The University of Louisiana System, consisting of the public four-year institutions that are part neither of the flagship Louisiana State University nor of the historically black Southern University System, is the state’s largest, with eight component institutions during the events investigated and a total student enrollment in excess of eighty thousand. Authorization of the AAUP’s investigation resulted from actions on financial grounds to discontinue or consolidate academic programs with few students completing them, thus potentially leading to termination of faculty appointments in the affected programs.
The focus of the investigation was on the two institutions where tenure terminations have occurred: Northwestern State University and Southeastern Louisiana University.

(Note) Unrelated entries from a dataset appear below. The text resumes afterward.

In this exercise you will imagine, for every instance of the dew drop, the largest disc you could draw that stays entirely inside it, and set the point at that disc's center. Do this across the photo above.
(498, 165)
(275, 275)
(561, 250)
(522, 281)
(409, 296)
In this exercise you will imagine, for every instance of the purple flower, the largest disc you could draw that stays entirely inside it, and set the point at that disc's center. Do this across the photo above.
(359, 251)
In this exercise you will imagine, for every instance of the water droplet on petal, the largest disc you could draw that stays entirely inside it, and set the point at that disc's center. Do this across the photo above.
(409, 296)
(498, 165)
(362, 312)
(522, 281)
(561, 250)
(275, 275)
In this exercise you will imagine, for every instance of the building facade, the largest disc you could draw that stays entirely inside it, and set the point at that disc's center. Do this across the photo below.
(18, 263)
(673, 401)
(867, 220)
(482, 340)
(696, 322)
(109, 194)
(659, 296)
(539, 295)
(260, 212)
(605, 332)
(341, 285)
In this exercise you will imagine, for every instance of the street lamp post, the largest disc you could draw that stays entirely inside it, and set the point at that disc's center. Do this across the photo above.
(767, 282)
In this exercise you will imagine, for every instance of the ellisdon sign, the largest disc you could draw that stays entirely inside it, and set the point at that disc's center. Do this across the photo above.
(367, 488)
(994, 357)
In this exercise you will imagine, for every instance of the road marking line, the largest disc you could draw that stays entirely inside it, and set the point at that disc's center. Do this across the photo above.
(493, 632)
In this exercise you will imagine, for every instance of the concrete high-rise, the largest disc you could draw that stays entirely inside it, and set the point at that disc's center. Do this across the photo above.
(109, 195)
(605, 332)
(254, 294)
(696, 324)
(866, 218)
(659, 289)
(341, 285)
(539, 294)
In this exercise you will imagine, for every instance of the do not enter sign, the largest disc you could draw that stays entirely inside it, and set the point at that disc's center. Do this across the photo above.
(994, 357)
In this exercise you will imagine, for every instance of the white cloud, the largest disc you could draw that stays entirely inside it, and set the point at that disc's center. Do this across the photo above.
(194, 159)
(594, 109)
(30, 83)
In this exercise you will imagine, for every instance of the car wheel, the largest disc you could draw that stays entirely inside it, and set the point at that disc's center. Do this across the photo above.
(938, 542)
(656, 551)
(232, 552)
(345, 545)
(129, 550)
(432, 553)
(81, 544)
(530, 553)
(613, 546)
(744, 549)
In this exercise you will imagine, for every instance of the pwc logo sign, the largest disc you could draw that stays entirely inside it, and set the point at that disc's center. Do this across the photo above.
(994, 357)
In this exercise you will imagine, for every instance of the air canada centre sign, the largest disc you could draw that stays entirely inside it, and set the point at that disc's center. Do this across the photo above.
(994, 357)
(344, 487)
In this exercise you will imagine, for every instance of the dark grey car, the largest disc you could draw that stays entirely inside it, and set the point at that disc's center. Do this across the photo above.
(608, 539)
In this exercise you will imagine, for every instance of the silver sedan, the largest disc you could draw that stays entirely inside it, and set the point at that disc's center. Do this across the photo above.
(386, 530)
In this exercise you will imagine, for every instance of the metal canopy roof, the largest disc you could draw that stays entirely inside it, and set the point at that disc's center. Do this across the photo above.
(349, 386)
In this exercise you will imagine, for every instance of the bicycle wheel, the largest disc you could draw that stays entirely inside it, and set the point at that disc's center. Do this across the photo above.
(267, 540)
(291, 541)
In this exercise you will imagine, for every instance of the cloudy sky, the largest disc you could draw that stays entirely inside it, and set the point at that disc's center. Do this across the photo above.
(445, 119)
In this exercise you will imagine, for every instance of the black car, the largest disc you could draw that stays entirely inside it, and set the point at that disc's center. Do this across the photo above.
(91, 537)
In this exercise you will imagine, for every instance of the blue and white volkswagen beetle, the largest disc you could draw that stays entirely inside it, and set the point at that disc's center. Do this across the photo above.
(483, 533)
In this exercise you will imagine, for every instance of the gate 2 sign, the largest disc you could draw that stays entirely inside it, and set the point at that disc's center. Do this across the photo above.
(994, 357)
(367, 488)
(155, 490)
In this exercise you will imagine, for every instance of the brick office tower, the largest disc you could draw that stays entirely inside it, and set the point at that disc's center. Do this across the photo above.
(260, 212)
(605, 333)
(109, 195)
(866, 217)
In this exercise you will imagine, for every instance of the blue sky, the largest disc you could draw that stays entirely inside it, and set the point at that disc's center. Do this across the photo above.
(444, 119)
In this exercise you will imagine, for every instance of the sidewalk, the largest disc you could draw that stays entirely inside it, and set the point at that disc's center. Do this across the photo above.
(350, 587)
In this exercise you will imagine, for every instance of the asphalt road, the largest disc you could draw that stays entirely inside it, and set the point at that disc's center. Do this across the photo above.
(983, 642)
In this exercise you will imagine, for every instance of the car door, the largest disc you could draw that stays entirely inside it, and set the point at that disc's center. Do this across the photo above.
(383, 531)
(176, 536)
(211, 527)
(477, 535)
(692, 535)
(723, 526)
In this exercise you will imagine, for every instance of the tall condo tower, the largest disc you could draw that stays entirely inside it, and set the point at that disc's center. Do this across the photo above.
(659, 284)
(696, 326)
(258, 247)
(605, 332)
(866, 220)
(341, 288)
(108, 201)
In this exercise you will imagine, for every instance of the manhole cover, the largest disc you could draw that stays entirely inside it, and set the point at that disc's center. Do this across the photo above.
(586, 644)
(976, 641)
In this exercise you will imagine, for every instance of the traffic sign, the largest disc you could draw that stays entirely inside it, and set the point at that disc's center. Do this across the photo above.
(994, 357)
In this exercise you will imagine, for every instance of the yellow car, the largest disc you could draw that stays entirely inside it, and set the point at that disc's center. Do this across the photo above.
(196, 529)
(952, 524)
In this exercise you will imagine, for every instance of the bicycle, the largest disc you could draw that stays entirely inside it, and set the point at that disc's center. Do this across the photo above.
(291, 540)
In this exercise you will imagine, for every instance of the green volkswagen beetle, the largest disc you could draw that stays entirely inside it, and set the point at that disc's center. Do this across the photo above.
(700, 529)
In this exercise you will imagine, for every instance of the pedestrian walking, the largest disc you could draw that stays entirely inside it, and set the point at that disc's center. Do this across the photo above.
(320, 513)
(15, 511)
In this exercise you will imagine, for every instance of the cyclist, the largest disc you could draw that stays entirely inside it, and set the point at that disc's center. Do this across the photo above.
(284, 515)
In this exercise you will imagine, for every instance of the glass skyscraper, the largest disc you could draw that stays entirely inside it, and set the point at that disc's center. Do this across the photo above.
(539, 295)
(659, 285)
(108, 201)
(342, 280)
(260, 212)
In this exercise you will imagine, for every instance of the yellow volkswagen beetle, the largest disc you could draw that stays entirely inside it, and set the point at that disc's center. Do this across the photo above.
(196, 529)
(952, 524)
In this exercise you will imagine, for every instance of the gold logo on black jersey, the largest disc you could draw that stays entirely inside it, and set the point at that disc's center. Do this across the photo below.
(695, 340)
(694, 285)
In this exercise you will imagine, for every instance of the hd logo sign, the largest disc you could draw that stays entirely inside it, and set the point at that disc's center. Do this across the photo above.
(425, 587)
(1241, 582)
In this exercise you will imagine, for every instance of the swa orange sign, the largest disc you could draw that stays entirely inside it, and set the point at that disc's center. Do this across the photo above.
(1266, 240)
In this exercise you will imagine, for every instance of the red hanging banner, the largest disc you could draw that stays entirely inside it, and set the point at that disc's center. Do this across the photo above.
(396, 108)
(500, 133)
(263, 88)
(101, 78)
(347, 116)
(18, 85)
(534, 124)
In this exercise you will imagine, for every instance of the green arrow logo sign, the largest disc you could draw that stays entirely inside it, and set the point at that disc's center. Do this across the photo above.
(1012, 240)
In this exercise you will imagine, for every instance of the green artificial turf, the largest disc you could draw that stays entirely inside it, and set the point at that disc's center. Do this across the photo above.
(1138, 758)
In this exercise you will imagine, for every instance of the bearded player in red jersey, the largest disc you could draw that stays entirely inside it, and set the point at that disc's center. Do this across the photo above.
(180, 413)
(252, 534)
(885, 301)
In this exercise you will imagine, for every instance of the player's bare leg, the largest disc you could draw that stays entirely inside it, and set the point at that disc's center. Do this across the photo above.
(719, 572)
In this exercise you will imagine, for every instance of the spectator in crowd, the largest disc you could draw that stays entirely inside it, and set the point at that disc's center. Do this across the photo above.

At Northwestern State, programs were discontinued in such fields as economics, journalism, political science, sociology, German, chemistry, and physics, and the investigating committee identified sixteen tenured faculty appointments that were terminated in disregard of AAUP-supported standards. At Southeastern, the only tenured faculty appointments terminated were those of three professors of French. This happened in a state and in a local parish where French ranks with English as one of two official languages. The professors have outstanding academic records, and the investigating committee found no understandable basis for terminating their service. The president took responsibility for the decisions to release them, yet he refused to give them any reason for his action, and he has resisted all pressure to reconsider his position.
The investigating committee’s report, while roundly condemning the actions at the two institutions, finds considerable latitude within the system for interpreting and applying existing policies and does not find it appropriate to conclude that principles of academic freedom have been assaulted by the UL System administration as a whole. It does, however, say that what was done at the two institutions could not have been accomplished without the central administration’s assistance and that system administrations supportive of AAUP principles would function as a check on institutional administrations that disregard them.